Avustralya da burası gibi, orada da “şiir bitti” diyorlar. Aziz Nesin orada yaşasaydı “her iki Avustralyalıdan üçü şair” derdi. Çok şair var. Dünya büyük bir köy aslında.
Varoluşçu bir şair misin?
Öyle şiirlerim var. Öfke benim için önemli bir duygudur. Bir katliam olmuştu Avustralya’da. 34 kişi öldürüldü iki gün içinde tek bir kişi tarafından. Ben de bu katliamın olduğu yeri iki ay öncesinde ziyaret etmiştim. Arkasından tüm toplum, herkes paralize oldu, açıklayamadılar. Buna tanıklık ettim. Hukukçular, hekimler, görgü tanıkları… Herkes bunu konuştu aylarca. Haleluya Demeden Olmaz’ı yazdım. O şiirimi hâlâ okuduğumda heyecanlanırım.

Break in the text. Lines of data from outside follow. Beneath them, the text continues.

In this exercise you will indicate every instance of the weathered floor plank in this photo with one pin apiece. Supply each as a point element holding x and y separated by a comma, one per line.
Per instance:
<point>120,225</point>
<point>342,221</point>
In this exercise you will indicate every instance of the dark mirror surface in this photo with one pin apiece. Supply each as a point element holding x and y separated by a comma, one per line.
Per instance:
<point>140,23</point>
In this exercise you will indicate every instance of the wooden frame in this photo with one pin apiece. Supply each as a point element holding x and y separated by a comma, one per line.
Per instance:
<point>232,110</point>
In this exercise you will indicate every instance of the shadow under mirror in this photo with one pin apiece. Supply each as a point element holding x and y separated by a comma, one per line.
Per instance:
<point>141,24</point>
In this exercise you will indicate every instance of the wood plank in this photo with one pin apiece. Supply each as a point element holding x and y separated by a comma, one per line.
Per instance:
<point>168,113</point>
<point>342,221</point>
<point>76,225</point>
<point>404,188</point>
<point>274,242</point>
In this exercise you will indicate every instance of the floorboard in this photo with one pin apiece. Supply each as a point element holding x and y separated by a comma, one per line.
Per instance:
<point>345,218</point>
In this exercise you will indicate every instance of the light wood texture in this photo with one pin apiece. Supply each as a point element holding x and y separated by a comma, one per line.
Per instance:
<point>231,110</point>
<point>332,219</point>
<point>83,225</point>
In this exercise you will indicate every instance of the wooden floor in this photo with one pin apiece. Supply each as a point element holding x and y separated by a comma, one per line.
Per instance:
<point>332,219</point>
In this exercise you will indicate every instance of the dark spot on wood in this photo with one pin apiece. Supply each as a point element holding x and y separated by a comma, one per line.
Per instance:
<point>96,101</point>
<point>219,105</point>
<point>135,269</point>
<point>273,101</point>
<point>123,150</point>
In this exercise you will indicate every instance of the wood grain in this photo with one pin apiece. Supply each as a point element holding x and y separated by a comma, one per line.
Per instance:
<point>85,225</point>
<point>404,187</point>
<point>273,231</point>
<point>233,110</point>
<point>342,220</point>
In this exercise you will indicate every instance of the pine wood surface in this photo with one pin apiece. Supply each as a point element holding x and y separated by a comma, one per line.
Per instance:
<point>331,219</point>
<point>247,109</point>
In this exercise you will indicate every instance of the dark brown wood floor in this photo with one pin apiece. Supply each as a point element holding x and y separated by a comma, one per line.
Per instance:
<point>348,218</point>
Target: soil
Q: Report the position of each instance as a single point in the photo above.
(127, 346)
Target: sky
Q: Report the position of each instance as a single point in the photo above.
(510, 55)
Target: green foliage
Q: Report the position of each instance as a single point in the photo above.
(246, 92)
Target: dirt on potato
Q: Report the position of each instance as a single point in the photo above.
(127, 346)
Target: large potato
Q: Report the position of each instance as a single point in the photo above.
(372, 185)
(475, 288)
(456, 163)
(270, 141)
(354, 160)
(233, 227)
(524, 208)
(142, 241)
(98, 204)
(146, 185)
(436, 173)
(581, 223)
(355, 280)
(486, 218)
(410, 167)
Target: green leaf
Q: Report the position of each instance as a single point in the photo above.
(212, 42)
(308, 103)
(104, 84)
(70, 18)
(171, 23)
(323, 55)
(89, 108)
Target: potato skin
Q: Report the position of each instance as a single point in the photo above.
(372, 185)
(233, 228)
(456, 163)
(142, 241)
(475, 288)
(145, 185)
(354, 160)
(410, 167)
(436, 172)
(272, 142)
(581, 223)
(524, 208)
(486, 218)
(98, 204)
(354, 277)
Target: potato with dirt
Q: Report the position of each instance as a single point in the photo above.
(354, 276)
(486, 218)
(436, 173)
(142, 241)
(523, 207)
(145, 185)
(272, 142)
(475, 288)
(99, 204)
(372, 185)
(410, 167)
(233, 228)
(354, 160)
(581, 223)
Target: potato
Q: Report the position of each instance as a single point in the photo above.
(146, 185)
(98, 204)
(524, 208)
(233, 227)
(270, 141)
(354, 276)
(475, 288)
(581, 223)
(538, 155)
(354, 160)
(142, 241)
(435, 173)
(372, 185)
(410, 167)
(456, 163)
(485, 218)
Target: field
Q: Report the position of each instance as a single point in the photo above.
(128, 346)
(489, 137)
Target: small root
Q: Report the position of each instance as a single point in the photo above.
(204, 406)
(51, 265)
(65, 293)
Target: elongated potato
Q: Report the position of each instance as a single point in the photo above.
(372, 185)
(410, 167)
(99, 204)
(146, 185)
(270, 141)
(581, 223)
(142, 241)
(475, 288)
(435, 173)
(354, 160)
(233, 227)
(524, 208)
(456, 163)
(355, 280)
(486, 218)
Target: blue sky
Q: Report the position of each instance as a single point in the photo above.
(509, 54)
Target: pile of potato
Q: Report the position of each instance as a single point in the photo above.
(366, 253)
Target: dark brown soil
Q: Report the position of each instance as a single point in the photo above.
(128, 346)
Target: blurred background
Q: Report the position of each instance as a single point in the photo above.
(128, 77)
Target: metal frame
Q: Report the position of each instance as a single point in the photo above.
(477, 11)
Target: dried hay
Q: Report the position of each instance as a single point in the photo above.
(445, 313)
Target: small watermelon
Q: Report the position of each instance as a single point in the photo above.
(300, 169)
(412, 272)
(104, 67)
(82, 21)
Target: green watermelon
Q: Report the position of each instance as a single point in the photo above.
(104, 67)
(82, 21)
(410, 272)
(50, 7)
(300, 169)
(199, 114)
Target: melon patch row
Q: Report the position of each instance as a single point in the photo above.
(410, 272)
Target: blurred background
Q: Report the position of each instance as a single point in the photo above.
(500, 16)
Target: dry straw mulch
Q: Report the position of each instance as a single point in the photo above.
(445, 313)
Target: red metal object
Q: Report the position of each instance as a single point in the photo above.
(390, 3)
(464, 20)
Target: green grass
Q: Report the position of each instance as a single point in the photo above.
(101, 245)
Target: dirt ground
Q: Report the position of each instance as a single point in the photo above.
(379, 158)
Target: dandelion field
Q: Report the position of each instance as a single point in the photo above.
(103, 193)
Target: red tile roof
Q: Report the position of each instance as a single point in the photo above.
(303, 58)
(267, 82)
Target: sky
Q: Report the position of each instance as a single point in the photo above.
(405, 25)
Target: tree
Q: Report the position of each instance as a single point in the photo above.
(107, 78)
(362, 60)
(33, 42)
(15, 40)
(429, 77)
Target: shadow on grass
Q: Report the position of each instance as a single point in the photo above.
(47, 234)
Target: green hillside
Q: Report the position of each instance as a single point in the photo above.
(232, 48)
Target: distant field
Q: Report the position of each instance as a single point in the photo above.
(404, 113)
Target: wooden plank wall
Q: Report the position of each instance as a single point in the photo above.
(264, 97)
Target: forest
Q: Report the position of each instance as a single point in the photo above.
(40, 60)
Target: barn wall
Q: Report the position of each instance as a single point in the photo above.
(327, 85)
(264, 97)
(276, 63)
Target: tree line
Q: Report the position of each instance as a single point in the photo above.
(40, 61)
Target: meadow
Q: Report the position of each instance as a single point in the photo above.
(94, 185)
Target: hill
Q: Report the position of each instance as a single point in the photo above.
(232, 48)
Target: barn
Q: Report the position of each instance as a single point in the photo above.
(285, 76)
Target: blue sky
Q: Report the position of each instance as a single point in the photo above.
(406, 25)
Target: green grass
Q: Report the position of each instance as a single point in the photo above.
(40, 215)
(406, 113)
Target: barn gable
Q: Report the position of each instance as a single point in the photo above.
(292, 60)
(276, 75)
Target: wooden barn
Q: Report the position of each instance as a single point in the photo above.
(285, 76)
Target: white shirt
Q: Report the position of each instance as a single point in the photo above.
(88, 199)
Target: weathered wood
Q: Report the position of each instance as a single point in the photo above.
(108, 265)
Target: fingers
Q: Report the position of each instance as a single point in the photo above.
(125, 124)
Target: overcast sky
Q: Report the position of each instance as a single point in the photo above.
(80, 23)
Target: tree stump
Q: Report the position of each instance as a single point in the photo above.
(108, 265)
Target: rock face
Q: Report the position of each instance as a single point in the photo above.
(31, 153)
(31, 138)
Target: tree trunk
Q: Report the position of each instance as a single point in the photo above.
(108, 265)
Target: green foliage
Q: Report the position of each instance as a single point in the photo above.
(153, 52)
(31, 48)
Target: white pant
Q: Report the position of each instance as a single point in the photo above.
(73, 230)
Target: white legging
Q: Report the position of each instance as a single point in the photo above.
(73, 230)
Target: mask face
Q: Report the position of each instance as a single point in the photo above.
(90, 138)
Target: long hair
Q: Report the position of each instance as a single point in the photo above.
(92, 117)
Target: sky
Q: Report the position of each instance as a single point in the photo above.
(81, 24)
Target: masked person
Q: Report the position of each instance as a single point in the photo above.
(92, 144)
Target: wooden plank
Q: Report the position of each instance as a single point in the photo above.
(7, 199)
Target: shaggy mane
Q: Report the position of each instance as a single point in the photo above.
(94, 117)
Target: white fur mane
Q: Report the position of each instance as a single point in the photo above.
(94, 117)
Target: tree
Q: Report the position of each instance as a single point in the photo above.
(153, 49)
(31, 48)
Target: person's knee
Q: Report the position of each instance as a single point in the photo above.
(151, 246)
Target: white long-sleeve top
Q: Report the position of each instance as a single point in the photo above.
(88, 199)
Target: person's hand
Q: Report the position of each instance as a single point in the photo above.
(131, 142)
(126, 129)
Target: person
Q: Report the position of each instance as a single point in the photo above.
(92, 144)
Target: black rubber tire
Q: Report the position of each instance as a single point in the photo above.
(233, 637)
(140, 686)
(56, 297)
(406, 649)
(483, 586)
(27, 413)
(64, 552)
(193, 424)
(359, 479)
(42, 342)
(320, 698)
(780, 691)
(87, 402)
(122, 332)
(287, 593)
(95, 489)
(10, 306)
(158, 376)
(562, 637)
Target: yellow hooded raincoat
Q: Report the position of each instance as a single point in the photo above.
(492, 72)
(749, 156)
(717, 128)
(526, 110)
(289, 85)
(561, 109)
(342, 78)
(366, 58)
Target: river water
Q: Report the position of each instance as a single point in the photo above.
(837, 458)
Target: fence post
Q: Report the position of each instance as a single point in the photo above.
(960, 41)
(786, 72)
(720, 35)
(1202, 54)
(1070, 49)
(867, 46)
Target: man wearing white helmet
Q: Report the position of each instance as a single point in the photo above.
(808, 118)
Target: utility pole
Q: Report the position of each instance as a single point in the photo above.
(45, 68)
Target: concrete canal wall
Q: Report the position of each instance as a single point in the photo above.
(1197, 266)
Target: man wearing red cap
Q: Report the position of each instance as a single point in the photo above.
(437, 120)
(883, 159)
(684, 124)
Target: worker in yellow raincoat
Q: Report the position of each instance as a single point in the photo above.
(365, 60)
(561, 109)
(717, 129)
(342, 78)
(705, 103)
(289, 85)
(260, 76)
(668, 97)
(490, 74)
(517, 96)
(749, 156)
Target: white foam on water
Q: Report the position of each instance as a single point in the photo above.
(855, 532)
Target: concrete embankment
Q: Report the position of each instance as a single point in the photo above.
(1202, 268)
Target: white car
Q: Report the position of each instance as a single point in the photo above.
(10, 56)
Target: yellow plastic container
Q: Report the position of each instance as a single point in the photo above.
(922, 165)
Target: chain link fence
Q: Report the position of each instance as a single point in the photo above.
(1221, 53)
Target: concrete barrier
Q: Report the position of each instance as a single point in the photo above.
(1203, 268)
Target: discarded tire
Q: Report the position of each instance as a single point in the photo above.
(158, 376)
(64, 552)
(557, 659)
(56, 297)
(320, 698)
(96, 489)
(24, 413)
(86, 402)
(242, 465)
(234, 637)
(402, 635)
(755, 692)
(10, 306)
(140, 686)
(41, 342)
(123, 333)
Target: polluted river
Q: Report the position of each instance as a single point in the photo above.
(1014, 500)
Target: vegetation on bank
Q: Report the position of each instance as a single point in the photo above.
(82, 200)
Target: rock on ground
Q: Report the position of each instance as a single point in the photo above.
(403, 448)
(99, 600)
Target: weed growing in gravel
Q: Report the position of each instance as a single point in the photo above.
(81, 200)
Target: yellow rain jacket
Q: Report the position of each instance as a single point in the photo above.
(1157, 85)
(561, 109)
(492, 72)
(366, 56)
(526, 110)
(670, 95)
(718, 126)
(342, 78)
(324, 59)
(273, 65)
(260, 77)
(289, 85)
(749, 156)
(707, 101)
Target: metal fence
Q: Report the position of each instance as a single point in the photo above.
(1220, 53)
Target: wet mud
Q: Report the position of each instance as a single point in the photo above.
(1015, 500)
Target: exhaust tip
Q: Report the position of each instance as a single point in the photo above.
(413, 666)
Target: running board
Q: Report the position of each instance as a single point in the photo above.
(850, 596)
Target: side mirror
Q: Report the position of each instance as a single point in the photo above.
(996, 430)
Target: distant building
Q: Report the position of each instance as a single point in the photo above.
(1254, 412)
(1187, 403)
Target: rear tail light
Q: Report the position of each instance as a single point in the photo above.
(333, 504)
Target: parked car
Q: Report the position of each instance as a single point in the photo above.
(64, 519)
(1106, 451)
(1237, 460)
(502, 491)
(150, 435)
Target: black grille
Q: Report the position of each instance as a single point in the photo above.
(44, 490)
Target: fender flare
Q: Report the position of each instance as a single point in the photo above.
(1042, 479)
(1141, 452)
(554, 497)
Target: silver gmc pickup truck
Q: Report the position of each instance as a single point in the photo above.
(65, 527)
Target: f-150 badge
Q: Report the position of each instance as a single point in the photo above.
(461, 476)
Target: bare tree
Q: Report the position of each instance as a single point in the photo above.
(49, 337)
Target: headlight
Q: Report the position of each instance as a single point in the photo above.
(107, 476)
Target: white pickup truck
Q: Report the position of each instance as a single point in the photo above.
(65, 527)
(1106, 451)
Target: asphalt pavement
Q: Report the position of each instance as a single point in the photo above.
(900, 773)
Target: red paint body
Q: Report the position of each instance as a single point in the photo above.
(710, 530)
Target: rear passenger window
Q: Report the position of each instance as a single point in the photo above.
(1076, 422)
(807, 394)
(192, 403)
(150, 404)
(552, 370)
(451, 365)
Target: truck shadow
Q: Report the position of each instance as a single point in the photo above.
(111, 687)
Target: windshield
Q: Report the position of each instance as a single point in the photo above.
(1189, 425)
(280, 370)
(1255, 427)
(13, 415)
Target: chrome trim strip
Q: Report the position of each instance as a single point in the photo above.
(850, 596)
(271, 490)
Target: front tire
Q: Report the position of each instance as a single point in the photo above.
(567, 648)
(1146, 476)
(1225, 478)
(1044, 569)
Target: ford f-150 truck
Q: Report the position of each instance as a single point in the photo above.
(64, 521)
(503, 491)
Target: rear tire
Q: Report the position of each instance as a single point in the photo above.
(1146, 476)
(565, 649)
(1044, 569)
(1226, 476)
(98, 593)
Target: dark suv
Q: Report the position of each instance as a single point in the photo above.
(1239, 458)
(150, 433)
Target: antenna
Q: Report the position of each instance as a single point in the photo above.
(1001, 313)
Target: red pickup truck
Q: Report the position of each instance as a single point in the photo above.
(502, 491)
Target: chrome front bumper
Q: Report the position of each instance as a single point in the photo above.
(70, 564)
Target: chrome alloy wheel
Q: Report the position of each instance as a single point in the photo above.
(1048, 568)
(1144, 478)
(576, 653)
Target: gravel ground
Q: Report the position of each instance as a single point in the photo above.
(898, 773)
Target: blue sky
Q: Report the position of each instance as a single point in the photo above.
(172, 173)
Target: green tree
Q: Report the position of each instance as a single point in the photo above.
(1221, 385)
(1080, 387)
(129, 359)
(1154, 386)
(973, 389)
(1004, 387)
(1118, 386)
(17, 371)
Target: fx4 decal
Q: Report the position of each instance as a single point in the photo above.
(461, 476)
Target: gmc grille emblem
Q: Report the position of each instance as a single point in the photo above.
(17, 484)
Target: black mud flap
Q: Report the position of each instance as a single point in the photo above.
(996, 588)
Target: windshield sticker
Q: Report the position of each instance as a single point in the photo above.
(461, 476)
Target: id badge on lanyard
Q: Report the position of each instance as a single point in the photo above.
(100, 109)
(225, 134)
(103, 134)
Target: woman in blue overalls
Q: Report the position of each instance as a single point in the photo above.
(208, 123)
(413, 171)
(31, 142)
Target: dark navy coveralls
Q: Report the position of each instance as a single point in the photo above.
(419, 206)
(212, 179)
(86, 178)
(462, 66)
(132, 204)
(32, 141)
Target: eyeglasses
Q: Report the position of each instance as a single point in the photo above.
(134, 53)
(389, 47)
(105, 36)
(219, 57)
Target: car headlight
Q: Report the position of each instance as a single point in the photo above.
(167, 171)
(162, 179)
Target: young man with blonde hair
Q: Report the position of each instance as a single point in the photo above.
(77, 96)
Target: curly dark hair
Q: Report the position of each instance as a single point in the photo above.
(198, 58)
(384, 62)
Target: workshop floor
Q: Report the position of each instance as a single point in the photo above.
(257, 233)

Müjgân şiirini kime yazdın?
Bende kalsın.
Şiirlerin şarkılara geçti mi?
Sadece bir tane müzisyen kardeşim Banu Akın’ın Kırmızı Leke adlı albümünde vardı.
YKY’den yayınlandı. Nasıl bir his buradan bir kitabın çıkması?
Bu benim on ikinci kitabım. Her kitap ayrı bir heyecan. Natama Şiir Dergisini çıkarıyorum biliyorsun. İnsanların aklına geliyordur “neden kendi yayınevinden çıkarmıyor” diye. Biz dergiyi kapattık aslında. O dönemde de bu dosyayı derleyip YKY’ye gönderdim. Biz “dergisiz olmuyor” deyip geri başladık dergiye, sonra da haberini aldım kitabımın çıkacağının. Özellikle dağıtım ve duyurma anlamında önemli YKY. Dağıtımcı şiir kitabı almıyor. Bu büyük bir sorun.
Roman gibi başka bir türde üretimde bulunmayı düşünüyor musun?
Düşünmüyorum. Üç öykü yazdım bugüne kadar. Başka bir dünya orası. Ben kendimi öykücü gibi göremiyorum.